I am following the example of how to use 'create statistics' in postgresql from this page.

CREATE TABLE tbl (
                     col1 int,
                     col2 int
);

INSERT INTO tbl SELECT i/10000, i/100000
FROM generate_series (1,10000000) s(i);

CREATE STATISTICS s1 (dependencies) on col1, col2 from tbl;
ANALYZE tbl;

SELECT stxname, stxkeys, stxdependencies
FROM pg_statistic_ext
WHERE stxname = 's1';  

returns:

stxname,stxkeys,stxdependencies
s1,1 2,{"1 => 2": 1.000000}

However, I'm confused by this line

Looking at this, we can see that Postgres realizes that col1 fully
determines col2 and therefore has a coefficient of 1 to capture that
information.

In the example there are many records in col2 that are repeated.
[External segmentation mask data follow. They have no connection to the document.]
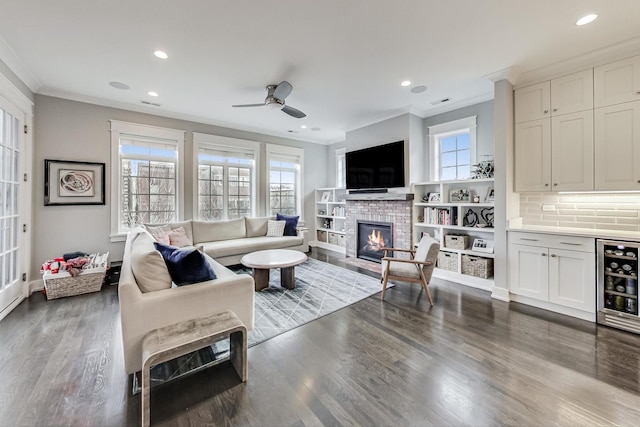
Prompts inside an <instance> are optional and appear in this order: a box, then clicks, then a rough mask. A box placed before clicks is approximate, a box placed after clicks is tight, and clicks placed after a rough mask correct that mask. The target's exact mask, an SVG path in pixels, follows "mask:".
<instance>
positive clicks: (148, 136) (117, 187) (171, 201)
mask: <svg viewBox="0 0 640 427" xmlns="http://www.w3.org/2000/svg"><path fill="white" fill-rule="evenodd" d="M183 143H184V132H183V131H179V130H173V129H165V128H157V127H153V126H145V125H138V124H133V123H124V122H118V121H114V120H112V121H111V164H112V168H113V169H112V173H111V176H112V179H111V200H112V203H111V205H112V210H111V229H112V230H111V231H112V240H121V239H122V238H123V237H124V234H125V233H126V232H127V231H128V230H129V229H130V228H131V227H133V226H134V225H136V224H144V223H151V224H160V223H166V222H173V221H178V220H179V219H180V216H181V215H182V205H183V202H182V200H183V196H182V191H181V186H182V168H181V167H180V163H179V161H180V159H181V158H182V146H183Z"/></svg>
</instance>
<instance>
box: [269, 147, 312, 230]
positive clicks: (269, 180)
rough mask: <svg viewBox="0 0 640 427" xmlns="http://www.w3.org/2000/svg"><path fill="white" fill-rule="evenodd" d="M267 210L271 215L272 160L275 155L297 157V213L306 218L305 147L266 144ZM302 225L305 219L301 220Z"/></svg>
mask: <svg viewBox="0 0 640 427" xmlns="http://www.w3.org/2000/svg"><path fill="white" fill-rule="evenodd" d="M265 151H266V163H265V164H266V167H265V169H266V183H265V184H266V186H265V187H266V190H267V191H266V201H265V206H266V212H267V215H268V216H271V178H270V174H271V160H272V159H273V158H274V157H276V158H277V157H285V158H287V157H288V158H297V160H298V170H297V172H296V189H297V190H298V191H297V192H296V215H299V216H300V219H301V220H302V219H303V218H304V203H303V202H302V201H303V200H304V179H303V178H304V177H303V170H304V149H302V148H296V147H289V146H283V145H275V144H266V150H265ZM299 223H300V224H301V225H302V224H304V221H299Z"/></svg>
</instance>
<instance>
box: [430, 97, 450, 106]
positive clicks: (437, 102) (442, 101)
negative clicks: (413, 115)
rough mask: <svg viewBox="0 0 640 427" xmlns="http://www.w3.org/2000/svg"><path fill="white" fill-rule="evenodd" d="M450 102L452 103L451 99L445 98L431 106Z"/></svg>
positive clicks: (432, 103)
mask: <svg viewBox="0 0 640 427" xmlns="http://www.w3.org/2000/svg"><path fill="white" fill-rule="evenodd" d="M449 101H451V98H443V99H440V100H438V101H433V102H432V103H431V105H438V104H444V103H445V102H449Z"/></svg>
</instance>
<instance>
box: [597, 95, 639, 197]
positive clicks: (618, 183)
mask: <svg viewBox="0 0 640 427" xmlns="http://www.w3.org/2000/svg"><path fill="white" fill-rule="evenodd" d="M594 115H595V118H594V120H595V143H594V144H595V189H596V190H640V101H636V102H627V103H624V104H617V105H612V106H609V107H603V108H596V109H595V111H594Z"/></svg>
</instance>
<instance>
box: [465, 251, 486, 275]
mask: <svg viewBox="0 0 640 427" xmlns="http://www.w3.org/2000/svg"><path fill="white" fill-rule="evenodd" d="M462 274H467V275H469V276H474V277H479V278H481V279H488V278H490V277H492V276H493V259H491V258H482V257H477V256H473V255H462Z"/></svg>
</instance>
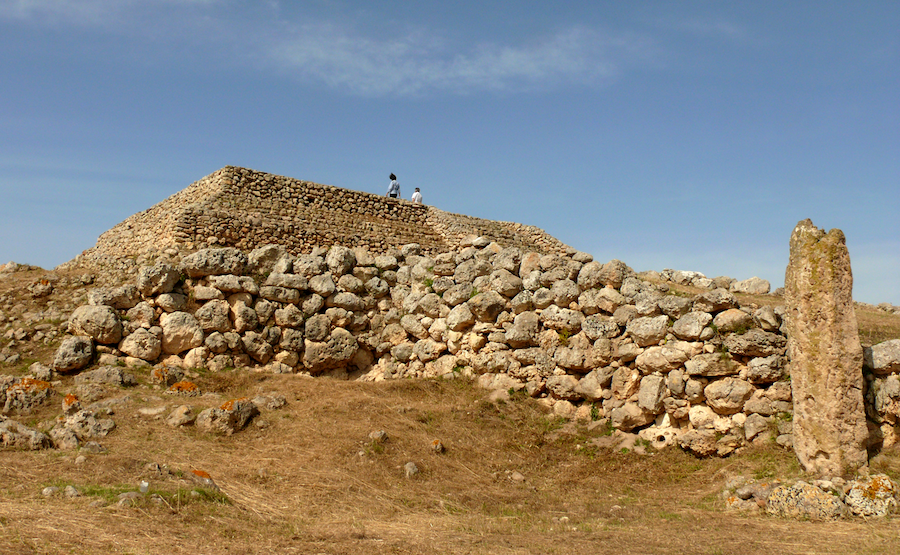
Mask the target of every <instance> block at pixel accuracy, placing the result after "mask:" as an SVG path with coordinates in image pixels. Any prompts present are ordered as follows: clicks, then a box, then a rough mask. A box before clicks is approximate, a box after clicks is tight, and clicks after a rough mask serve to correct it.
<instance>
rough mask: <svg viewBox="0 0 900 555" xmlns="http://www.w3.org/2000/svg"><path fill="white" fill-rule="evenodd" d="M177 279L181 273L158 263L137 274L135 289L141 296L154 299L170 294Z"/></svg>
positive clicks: (144, 269) (161, 263)
mask: <svg viewBox="0 0 900 555" xmlns="http://www.w3.org/2000/svg"><path fill="white" fill-rule="evenodd" d="M179 279H181V273H180V272H179V271H178V269H177V268H175V267H174V266H172V265H170V264H165V263H163V262H160V263H158V264H154V265H153V266H144V267H143V268H141V270H140V272H139V273H138V279H137V288H138V291H139V292H140V294H141V295H143V296H145V297H154V296H156V295H159V294H161V293H170V292H171V291H172V289H174V288H175V284H176V283H178V280H179Z"/></svg>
So how does col1 'fully determine' col2? What does this mean?

Best Answer

It means that if col1 is identical for two rows, then col2 will also be identical.

In other words, if the functional dependency were perfect, you could remove col2 from the table and use a lookup table that maps col1 to col2. But don't forget that these are only statistical data from a sample of the rows, so even if you see a dependency of 1 in the extended statistics, that is no proof that it is really always so (only very often).